Even the police who detained us as we tried to visit the site of a camp the government had said was a training centre for a group with links to al-Qaeda did so with apologetic friendliness.

Silk Road gateway

China says Xinjiang groups are plotting attacks on the Olympics [GALLO/GETTY]
The city that for centuries was the Silk Road gateway to China seems an unlikely place for an attack of the visciousness that Chinese state media says happened on Monday morning.

Farmers that spoke to us of their unhappiness with the local government had grievances about the lack of investment in their fields and roads and it seemed to be more of a question of water shortages, not religious differences.

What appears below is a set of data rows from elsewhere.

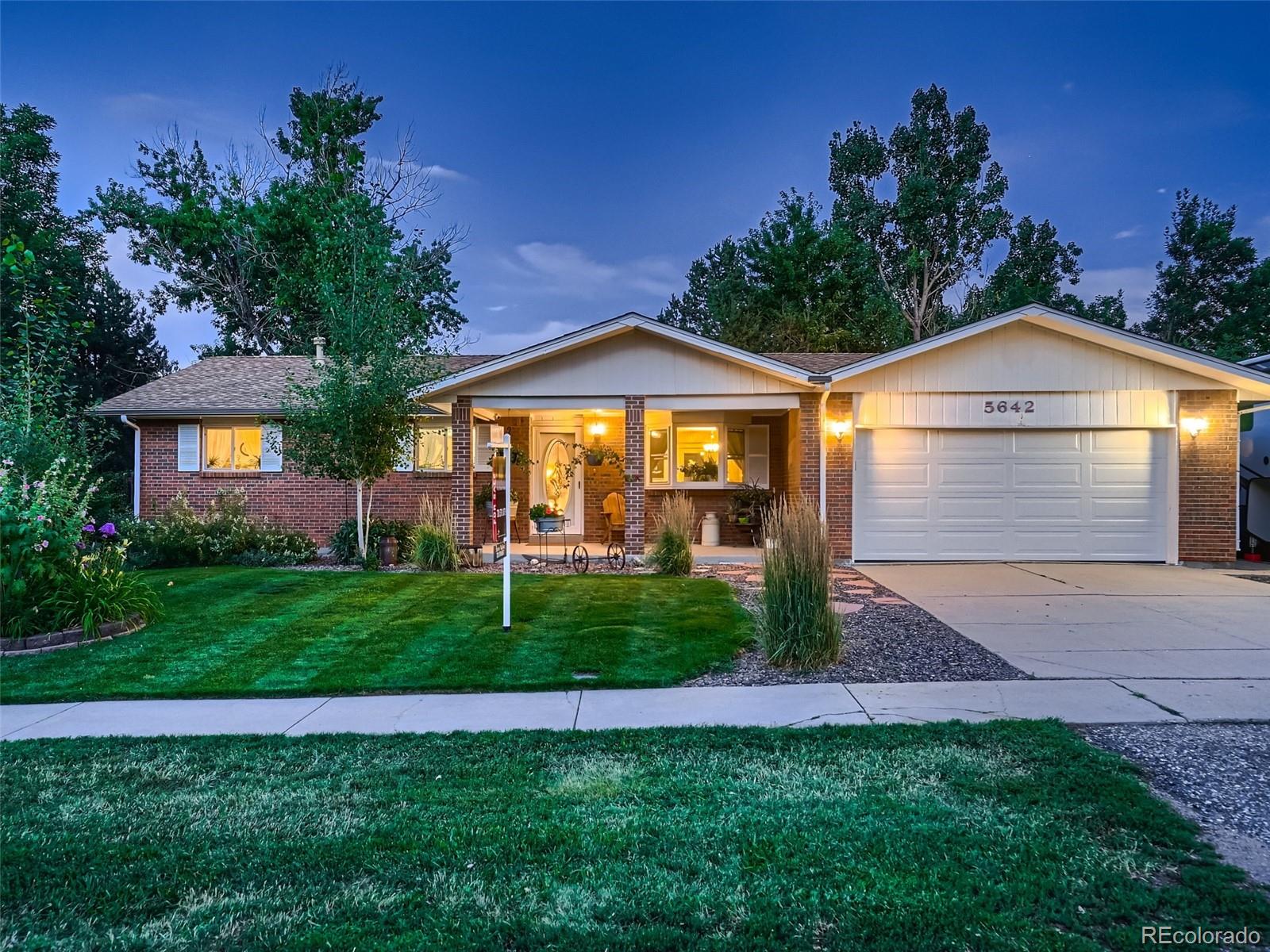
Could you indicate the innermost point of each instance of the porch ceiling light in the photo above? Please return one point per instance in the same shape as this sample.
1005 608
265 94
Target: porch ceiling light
1194 425
840 428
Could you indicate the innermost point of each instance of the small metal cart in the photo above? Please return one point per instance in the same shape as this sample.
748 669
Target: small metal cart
579 559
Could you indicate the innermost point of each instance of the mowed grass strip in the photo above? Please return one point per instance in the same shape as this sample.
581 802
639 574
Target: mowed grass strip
1011 835
264 632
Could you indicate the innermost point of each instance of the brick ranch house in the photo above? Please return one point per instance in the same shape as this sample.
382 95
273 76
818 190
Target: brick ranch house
1029 436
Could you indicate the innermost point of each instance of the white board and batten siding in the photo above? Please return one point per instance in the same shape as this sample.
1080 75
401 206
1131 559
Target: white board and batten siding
629 363
1011 494
1022 357
1022 409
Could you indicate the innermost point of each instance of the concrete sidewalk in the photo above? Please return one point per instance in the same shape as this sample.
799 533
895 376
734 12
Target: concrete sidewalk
1076 701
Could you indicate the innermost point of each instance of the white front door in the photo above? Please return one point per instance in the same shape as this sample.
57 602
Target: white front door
1011 494
549 478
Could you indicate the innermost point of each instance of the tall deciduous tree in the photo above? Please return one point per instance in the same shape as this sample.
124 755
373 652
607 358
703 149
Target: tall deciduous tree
1039 268
948 206
1212 295
70 336
795 282
349 419
247 238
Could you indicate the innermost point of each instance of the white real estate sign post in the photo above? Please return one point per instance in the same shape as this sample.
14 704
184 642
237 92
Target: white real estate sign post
502 441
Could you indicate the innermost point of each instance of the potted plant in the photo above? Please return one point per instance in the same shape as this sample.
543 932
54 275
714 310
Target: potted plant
546 518
484 497
601 454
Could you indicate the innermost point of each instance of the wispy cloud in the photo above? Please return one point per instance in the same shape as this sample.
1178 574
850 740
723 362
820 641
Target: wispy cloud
376 163
568 271
506 342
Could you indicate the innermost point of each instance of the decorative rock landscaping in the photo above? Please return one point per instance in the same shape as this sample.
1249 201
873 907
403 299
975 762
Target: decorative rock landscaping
886 639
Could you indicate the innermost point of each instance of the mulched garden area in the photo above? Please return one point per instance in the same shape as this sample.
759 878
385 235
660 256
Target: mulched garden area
886 639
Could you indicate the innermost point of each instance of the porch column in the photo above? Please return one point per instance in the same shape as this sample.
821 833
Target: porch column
461 475
634 475
837 476
1206 467
810 436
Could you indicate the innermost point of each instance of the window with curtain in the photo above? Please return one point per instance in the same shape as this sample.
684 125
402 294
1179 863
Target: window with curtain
232 448
433 446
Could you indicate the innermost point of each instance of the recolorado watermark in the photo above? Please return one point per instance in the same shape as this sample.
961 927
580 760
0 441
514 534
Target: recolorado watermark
1198 936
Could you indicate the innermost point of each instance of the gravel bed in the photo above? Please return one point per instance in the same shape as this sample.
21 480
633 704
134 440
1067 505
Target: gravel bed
880 643
1218 774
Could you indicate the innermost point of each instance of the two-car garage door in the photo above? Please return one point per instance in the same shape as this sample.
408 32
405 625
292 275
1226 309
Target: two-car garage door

Reaction in Beijing to the attack in Kashgar has been swift, with officials quick to identify violent groups they say are bent on founding a separate state in Xinjiang - the same groups that the Chinese government has consistently said pose the most serious threat to a peaceful Olympics.

But very little evidence has ever been provided to substantiate this threat, and all of it has come from the Chinese government itself.

It is always hard to pinpoint what drives a person to violence on this scale, but to characterise Kashgar as a hotbed of ethnic tension, as the government in Beijing appears to be doing, is to paint a very different picture of the city we recently visited.